Mega-KV is a high-throughput in-memory key-value store (cache) which adopts a novel approach by offloading index data structure and corresponding operations to GPU.

Mega-KV is currently implemented above NVIDIA CUDA APIs and Intel DPDK on Linux, but it can be ported to other GPGPU programming frameworks, such as OpenCL, and operating systems as well.

GETTING STARTED

If you intend to run Mega-KV on AWS p2.xlarge instances using the AMIs listed on Deep Learning AMI CUDA 9 Ubuntu Version, the script in bin/setup.sh may work for you, if you have a different environment to set up or wish to understand better what is going on here, please follow the USAGE instructions below.

AWS P2 instance type results

We were able to rent an AWS p2.xlarge instance at the almost too cheap to meter AWS spot price of $0.1301 per hour, many many times cheaper than purchasing the equivalent CPUs, GPUs, motherboard, RAM, PSU, case/rack and other system components. This fulfils the standard dramatically lower capex outlay promise of the cloud.

MegaKV Tesla K80 GPU utilisation out of the box was between 1-5%

Using htop and nvidia-smi combined with the Mega-KV src (see USAGE Steps 4-6) we found for the default workload, that both insert and search performance was still CPU-bound, with GPU utilisation at 1-2% and 4-5% for the insert and search phases respectively.

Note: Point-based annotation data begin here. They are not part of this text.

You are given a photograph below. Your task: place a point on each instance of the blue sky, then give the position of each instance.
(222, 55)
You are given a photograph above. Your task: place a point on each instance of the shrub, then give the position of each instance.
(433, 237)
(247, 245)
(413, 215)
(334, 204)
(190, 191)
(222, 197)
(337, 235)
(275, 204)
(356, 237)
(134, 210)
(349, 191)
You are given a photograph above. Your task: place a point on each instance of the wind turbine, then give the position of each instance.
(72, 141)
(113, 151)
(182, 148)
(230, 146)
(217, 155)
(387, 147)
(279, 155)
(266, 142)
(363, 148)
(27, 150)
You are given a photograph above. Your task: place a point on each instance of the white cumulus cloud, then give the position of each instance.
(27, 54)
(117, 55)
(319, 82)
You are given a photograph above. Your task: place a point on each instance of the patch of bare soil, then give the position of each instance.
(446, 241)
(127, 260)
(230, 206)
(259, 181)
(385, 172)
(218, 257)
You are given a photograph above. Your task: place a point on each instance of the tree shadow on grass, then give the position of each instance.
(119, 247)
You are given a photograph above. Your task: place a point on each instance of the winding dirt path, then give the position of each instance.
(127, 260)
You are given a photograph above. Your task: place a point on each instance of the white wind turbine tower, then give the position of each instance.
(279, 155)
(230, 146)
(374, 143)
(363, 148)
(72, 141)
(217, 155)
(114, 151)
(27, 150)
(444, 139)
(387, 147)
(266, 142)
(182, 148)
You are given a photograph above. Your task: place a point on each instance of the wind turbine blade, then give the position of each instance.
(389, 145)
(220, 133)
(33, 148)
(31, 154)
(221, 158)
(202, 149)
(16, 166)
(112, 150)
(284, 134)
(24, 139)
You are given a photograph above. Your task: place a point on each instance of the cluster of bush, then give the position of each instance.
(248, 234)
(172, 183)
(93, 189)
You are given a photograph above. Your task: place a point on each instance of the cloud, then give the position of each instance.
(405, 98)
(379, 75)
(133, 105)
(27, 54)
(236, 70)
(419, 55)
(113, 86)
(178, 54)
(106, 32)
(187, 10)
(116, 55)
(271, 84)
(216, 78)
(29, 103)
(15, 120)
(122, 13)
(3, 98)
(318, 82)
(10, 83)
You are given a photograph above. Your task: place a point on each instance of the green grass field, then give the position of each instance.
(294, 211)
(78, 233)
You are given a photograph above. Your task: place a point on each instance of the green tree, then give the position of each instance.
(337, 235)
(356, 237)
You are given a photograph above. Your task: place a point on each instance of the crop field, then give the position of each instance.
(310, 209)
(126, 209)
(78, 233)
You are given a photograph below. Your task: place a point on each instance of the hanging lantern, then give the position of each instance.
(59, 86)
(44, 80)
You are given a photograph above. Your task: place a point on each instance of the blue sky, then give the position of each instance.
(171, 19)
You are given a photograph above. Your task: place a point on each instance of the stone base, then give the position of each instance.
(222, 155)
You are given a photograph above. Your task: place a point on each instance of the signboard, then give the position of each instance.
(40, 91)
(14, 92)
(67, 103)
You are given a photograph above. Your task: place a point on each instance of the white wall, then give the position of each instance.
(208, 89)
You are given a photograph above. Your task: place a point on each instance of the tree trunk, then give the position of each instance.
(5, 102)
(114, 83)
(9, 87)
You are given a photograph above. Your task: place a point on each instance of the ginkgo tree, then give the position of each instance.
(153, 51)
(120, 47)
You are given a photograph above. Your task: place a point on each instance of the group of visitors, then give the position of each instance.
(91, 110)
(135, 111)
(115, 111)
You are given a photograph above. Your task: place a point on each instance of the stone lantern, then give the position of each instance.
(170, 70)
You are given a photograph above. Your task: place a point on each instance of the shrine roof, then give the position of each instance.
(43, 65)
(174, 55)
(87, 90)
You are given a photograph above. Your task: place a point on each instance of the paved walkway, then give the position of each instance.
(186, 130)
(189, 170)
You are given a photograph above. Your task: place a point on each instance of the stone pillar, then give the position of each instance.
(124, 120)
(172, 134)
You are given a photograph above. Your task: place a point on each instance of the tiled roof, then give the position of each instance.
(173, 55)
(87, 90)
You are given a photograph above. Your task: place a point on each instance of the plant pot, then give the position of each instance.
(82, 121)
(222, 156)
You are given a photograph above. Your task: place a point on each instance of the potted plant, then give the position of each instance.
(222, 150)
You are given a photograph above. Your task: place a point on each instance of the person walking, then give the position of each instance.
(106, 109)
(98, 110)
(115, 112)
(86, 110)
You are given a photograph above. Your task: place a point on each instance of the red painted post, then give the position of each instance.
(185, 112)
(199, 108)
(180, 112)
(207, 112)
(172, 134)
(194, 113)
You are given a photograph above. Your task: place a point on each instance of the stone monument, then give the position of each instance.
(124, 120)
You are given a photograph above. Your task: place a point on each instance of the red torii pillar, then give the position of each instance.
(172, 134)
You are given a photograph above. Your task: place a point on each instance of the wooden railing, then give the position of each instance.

Future work could look into why this is the case and investigate how to attain a higher utilisation of the available GPU resource, such as offloading more of the CPU-bound work onto the GPU itself, other parts of the system such as say the networking stack, or even other AWS instances.

Example improvement - Modifying `NUM_QUEUE_PER_PORT` and `MAX_WORKER_NUM`

We found that modifying the values NUM_QUEUE_PER_PORT and MAX_WORKER_NUM in macros.h from 7 and 12 respectively to 1 and 1 improved out of the box MegaKV insert phase throughput on our p2.xlarge instance from ~0.5 to ~2 Mops, and also improved search phase performance from ~8 to ~18 Mops, a ~4x and ~2x improvement respectively for our machine.

The benchmark `rte_eth_dev_count()` returns 0

This most likely means DPDK-enabled network interfaces are not available on P2 instances, only X1 instances, at the time of writing.

Future work could wait for a P2, P3 or CG1 CUDA-enabled instance to also have DPDK / ENA support, or as Kai Zhang, et al suggested earlier in this README, consider ports to other GPGPU programming frameworks, such as OpenCL, or support for other operating systems as well.

HISTORY

Jun 1, 2015: megakv-0.1-alpha. Initial release; basic interfaces for an in memory key-value store. This is a demo and is not ready for production use yet. Bugs are expected.
Nov 1, 2017: For MongoDB Skunkworks - Updates to run on AWS p2.xlarge instances, Intel DPDK v16.11, CUDA 9 and Ubuntu gcc 5.4.0

PROTOCOL

Mega-KV currently uses a simple self-defined protocol for efficient communication.

A request packet has a 16-bit magic number in the beginning: 0x1234.
A request packet has a 16-bit ending mark in the end: 0xFFFF.
Each GET query in the packet has the format: 16-bit Job Type(0x2), 16-bit Key Length, and the key.
Each SET query in the packet has the format: 16-bit Job Type(0x3), 16-bit Key Length, 32-bit Value Length, and the key and value.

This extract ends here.